When I identify weeds and begin to yank them from my life with abandon in a desperate attempt to make the day "work" better or make schedules "go more smoothly," I find myself touchy, driven, crazy.  I find myself yelling at the kids, especially the one who is singing a song she made up instead of finding socks:  "Get your shoes on!  Don't you know we'll be late?  Don't you know YOU are making us late?!"

 In my bid for efficiency, am I pulling and discarding the things that make my life beautiful, worthwhile, inherently valuable?

Are these moments my dandelions, my moments of wonder and beauty?

* tying my second grader's shoes (though they really should have learned how to do it by now) and using that moment to ask about her upcoming day

* lingering at the breakfast table with my husband (though it means my carefully ordered sequence of events--lunch-making, followed by x, followed by x will be disrupted)


* sitting in the car with my ten-year old while we wait for the bus, chatting about 'nothing,' instead of shoving her out the door so I can get started with 'my' morning earlier


* forgetting about the laundry and my dirty house to sit down and write this with a cup of tea

(If I just streamlined my life, I've thought, and kept to a better schedule, and if the kids clipped along at a more efficient pace, think of all I could accomplish!  But then I might miss the wisteria rambling on the fence or. . .)

* taking my lunch with a good book instead of my phone

* putting off an 'urgent' task to go to coffee with a friend, and not checking the clock once

* snuggling with my 14-year old on the couch when she should be 'getting right to her homework'

* taking the dog for a long walk, not just for exercise or to fulfill a goal, but because we are both having such a lovely time

* letting the kids pull me down for one last hug at bedtime, one last kiss, one last secret. . .repeat and repeat

* staying up later than I should to finish a book, or write to a friend, or simply pillow talk with my spouse


Perhaps the weeds that I am so ready to pull in order to get on with a schedule or arrive on time or excise to make way for 'meaningful' work (work that pays, work that recognizes, work that affirms my ideas of success) are the blooming things that make my days beautiful, that builds relationships, that recognizes truth and goodness and the sacredness of all things.

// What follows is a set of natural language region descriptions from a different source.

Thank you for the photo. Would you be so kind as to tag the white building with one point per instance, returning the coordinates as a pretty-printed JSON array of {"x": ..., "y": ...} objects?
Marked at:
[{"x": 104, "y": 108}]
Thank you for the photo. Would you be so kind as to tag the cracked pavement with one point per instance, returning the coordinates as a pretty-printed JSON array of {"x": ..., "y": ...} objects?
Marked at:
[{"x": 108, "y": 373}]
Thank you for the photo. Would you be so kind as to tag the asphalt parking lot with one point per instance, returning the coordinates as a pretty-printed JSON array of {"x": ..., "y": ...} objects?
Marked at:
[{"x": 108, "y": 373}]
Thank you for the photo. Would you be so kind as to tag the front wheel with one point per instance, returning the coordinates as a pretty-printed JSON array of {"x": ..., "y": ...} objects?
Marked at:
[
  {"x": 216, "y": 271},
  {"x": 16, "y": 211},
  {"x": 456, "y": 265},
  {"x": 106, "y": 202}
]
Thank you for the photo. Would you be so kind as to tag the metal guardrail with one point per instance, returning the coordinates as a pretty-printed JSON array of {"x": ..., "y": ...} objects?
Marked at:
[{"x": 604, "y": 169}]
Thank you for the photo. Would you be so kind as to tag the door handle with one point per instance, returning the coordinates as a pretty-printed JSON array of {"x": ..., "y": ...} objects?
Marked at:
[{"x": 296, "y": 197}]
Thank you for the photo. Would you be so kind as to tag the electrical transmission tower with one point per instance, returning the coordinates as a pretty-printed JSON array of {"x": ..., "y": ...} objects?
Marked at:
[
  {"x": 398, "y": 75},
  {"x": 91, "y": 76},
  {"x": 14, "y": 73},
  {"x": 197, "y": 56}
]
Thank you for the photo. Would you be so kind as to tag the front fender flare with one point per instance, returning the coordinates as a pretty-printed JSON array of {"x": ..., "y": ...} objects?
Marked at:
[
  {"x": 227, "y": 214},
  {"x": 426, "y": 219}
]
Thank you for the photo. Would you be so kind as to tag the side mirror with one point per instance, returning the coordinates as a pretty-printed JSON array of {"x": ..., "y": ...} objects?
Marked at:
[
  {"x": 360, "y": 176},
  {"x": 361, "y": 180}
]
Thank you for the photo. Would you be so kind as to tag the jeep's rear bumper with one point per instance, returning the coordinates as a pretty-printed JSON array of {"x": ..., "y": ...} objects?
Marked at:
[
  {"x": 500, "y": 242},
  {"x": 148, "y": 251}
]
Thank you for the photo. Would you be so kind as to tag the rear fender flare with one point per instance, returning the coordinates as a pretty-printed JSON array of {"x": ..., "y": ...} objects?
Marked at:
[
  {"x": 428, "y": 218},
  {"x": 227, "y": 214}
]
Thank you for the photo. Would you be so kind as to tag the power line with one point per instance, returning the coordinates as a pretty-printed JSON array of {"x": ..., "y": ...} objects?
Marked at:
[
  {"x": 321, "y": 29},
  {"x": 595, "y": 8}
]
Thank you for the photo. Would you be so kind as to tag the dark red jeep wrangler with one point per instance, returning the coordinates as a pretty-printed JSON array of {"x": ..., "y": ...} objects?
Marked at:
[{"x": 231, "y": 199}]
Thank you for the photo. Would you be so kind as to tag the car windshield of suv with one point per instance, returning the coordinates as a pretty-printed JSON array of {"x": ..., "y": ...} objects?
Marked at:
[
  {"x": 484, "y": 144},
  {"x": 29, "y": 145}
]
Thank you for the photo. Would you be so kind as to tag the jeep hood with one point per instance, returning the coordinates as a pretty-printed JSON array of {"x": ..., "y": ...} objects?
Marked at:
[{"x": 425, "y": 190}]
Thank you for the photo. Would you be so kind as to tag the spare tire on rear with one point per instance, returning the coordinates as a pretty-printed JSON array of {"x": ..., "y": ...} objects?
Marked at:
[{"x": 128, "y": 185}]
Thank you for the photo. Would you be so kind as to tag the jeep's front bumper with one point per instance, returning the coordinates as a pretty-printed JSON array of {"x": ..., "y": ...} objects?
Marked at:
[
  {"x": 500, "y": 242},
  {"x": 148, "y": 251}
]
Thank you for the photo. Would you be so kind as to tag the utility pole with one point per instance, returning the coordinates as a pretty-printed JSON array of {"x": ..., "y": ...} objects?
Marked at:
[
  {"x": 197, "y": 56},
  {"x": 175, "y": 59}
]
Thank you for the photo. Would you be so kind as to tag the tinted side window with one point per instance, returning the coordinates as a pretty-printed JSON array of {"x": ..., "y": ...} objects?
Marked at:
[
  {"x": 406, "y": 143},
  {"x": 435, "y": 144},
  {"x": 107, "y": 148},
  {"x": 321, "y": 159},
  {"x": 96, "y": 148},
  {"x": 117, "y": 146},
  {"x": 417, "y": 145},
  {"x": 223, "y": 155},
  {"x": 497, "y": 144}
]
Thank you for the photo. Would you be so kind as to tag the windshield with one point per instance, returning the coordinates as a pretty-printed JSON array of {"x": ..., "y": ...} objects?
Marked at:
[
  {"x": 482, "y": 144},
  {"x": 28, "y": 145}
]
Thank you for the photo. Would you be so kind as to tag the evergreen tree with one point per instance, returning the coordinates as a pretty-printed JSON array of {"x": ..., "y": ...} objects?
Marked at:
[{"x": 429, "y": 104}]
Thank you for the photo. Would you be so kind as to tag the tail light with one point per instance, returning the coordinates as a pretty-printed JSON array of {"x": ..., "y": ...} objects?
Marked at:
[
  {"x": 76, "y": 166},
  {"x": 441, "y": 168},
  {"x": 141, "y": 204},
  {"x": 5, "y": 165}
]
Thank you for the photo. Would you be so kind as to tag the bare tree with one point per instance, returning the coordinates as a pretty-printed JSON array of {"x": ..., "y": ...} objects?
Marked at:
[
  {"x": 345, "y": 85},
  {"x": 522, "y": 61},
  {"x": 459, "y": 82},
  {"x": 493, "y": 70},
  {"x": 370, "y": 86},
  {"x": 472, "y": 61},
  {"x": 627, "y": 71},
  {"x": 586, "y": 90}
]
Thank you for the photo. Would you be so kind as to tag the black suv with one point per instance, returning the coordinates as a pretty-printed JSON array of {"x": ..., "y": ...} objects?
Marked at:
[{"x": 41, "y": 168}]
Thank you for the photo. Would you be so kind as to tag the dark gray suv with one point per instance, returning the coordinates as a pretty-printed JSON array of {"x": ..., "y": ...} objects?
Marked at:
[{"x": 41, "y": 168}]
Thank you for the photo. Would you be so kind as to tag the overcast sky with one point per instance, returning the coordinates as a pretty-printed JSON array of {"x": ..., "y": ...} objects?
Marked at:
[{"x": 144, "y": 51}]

Since my In Praise of Weeds Walk, I have tried to become more cognizant of my sight, of the things I filter out to "get to the point."  Because like Zoe's bouquets of dandelions, the moments that matter most in my life are short, and pass quickly, and if I do not linger, blow away in the wind.



So today, look with the eyes of a child.  See the back-alley weeds in your life, the ones sprouting from the cracked sidewalk cement, the ones surprising you with astounding color in your otherwise monochromatic
lawns.   Catch your breath in wonder.  Aren't they beautiful?

Comments

Christen said…
When you write your adult book, I want a whole bunch of daily miracles including this one. Just smashing.
Country Girl said…
Sorry, it wouldn't let me post my own comment, so I'm tagging along with Christen. So beautifully put, Kim, I really needed to read that tonight!